🤖 AI Summary
Text-driven video editing suffers from temporal inconsistency and structural distortion in training-free methods due to latent-space video inversion. This paper introduces the first ODE-flow-guided editing paradigm that operates directly in data space—bypassing video inversion entirely—and models video evolution as a continuous dynamical process. Key contributions include: (1) an attention-modulated velocity field control mechanism for precise local motion modeling; (2) a semantic alignment guidance strategy based on differential signals to strengthen instruction-content consistency; and (3) a novel Classifier-Free Guidance variant integrating attention-guided masks with enhanced flow-based guidance. While preserving background content, our method significantly improves instruction adherence, temporal coherence, and structural fidelity. It achieves state-of-the-art performance across multiple quantitative and qualitative metrics.
📝 Abstract
Text-driven video editing aims to modify video content according to natural language instructions.
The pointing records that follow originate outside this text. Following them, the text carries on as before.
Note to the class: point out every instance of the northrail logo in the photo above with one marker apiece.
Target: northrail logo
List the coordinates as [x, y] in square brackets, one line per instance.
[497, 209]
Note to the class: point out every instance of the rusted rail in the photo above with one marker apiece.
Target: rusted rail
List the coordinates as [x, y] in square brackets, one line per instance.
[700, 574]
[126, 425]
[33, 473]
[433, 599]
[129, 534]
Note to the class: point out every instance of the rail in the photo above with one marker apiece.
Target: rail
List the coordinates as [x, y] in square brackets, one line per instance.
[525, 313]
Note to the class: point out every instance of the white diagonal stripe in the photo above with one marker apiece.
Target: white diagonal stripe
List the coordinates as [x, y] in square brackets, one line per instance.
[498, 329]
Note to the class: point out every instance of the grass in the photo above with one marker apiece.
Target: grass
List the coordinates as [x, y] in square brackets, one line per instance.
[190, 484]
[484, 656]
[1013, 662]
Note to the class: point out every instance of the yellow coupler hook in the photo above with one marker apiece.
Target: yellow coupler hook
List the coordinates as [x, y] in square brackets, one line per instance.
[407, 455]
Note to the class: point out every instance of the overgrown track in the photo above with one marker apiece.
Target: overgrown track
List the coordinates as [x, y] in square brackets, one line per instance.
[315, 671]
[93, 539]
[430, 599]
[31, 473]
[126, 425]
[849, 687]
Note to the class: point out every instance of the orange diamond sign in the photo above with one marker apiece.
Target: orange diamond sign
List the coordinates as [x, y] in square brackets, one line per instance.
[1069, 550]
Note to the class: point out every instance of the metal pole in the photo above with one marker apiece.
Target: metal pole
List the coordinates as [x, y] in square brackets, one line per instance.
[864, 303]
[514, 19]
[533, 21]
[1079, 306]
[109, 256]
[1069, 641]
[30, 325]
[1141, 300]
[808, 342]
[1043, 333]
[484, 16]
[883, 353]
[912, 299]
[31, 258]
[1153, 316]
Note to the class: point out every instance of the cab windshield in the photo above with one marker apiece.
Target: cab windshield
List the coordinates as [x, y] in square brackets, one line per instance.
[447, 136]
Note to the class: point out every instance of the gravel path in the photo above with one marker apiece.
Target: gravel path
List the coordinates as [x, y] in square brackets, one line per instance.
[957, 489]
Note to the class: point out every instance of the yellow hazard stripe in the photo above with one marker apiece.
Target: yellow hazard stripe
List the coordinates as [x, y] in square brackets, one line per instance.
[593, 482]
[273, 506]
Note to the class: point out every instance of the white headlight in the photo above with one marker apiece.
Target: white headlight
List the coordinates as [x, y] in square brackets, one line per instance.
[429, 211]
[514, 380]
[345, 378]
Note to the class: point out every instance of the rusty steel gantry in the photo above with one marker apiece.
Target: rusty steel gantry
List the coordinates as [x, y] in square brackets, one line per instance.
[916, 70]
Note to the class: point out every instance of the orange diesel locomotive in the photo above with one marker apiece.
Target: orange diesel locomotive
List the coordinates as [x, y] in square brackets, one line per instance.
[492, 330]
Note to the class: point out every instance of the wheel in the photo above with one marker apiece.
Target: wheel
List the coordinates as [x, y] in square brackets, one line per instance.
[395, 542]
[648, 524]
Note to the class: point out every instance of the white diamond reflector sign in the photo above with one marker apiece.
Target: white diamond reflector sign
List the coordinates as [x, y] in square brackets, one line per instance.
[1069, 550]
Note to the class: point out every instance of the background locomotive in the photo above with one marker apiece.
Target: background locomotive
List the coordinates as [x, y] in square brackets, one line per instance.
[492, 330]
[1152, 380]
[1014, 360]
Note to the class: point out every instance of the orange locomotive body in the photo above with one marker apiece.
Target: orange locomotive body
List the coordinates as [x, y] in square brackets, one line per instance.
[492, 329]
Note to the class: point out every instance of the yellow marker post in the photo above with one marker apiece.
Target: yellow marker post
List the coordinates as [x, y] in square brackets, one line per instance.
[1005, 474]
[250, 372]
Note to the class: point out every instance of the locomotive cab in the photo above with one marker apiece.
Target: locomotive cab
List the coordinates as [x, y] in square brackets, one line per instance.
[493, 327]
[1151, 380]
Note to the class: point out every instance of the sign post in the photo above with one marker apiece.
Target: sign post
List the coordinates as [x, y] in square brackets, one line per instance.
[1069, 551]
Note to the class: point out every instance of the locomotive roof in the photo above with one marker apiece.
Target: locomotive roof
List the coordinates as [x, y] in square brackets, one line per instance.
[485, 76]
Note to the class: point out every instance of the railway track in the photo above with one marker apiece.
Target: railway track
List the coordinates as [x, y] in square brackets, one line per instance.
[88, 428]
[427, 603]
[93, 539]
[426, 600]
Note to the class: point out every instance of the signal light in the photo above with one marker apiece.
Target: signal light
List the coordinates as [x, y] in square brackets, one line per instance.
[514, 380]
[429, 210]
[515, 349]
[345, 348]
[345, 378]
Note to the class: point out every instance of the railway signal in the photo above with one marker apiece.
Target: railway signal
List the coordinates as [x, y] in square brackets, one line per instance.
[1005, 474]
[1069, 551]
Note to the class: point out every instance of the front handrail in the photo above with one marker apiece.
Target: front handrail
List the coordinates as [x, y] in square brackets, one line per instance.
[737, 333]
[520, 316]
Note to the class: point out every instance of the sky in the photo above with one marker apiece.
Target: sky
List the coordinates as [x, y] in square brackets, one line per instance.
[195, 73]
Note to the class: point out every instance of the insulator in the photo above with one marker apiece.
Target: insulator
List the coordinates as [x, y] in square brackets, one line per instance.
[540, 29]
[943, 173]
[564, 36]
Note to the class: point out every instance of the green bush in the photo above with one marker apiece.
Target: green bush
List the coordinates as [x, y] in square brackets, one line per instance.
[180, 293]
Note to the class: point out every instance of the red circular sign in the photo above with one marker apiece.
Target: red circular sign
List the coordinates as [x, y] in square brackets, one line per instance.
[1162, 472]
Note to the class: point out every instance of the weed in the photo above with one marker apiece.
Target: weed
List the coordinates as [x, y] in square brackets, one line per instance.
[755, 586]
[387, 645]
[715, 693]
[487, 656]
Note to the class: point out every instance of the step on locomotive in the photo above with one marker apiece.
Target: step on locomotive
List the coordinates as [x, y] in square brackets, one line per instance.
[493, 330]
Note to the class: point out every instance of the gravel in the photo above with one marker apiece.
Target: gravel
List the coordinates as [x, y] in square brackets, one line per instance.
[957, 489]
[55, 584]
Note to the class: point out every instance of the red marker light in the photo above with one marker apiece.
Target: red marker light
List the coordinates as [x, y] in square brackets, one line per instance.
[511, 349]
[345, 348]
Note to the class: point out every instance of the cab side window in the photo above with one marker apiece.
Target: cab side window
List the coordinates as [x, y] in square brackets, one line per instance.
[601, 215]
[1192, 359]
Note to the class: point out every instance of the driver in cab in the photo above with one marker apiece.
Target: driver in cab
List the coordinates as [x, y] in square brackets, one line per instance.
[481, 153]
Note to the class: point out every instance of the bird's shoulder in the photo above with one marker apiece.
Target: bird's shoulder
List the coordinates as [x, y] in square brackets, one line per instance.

While recent training-free approaches have made progress by leveraging pre-trained diffusion models, they typically rely on inversion-based techniques that map input videos into the latent space, which often leads to temporal inconsistencies and degraded structural fidelity. To address this, we propose FlowDirector, a novel inversion-free video editing framework. Our framework models the editing process as a direct evolution in data space, guiding the video via an Ordinary Differential Equation (ODE) to smoothly transition along its inherent spatiotemporal manifold, thereby preserving temporal coherence and structural details. To achieve localized and controllable edits, we introduce an attention-guided masking mechanism that modulates the ODE velocity field, preserving non-target regions both spatially and temporally. Furthermore, to address incomplete edits and enhance semantic alignment with editing instructions, we present a guidance-enhanced editing strategy inspired by Classifier-Free Guidance, which leverages differential signals between multiple candidate flows to steer the editing trajectory toward stronger semantic alignment without compromising structural consistency. Extensive experiments across benchmarks demonstrate that FlowDirector achieves state-of-the-art performance in instruction adherence, temporal consistency, and background preservation, establishing a new paradigm for efficient and coherent video editing without inversion.